Lega, Salvini batte Bossi – Il giorno prima delle primarie del Pd, viene ufficializzato il nuovo segretario della Lega Nord. Il testimone di Roberto Maroni viene raccolto da Matteo Salvini, segretario della Lega Lombarda (e vicino allo stesso Maroni, a febbraio approdato alla guida della regione Lombardia), che ottiene l’82% dei voti. Quattro volte di più di Umberto Bossi, che si era presentato come avversario dopo avere guidato il partito dalla sua nascita fino al 2012, anno in cui si era dimesso dalla carica dopo lo scandalo che aveva coinvolto l’ex tesoriere Francesco Belsito e vari esponenti del partito.

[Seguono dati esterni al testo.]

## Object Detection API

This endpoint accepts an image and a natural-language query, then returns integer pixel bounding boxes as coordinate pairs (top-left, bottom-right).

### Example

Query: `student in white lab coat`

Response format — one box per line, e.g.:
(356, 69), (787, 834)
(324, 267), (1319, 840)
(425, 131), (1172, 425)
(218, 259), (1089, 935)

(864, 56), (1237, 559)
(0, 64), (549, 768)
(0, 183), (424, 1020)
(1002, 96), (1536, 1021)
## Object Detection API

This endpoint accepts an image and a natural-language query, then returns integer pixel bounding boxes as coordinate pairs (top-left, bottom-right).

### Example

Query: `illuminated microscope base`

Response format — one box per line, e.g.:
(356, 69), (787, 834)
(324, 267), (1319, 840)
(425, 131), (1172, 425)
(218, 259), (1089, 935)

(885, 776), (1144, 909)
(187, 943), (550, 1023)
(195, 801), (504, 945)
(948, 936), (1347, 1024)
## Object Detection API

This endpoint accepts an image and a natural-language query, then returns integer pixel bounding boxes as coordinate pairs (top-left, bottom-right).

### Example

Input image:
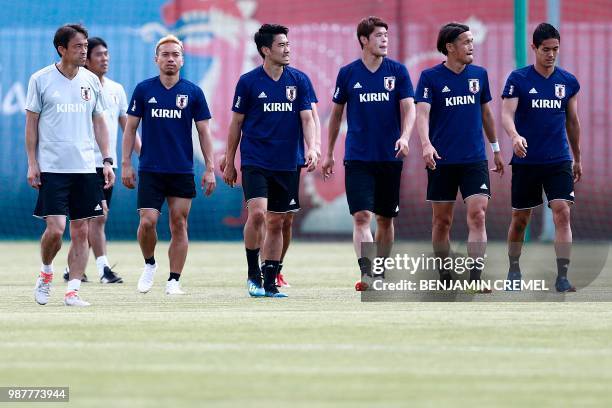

La Consulta boccia il Porcellum – L’ultimo colpo di teatro (o di coda) il 2013 politico lo riserva il 4 dicembre: la Corte costituzionale quel giorno dichiara l’incostituzionalità di due capisaldi della legge elettorale in vigore per Camera e Senato, il cd. Porcellum. Si tratta del premio di maggioranza senza la previsione di una soglia e del sistema delle “liste bloccate”. La sentenza integrale non è ancora stata scritta, ma di fatto il sistema lasciato in piedi dalla Corte somiglia al proporzionale con preferenza unica con cui si è votato nel 1992. Per il M5S è un’occasione d’oro per etichettare come “abusivi” molti parlamentari della maggioranza, per molti (costituzionalisti compresi) è la prova dell’illegittimità più volte lamentata della disciplina elettorale; per tutti, è un caos che delegittima politicamente il Parlamento, cui si può riparare solo con una nuova legge con cui andare a votare la prossima volta. Quale legge? Ancora non è dato sapere.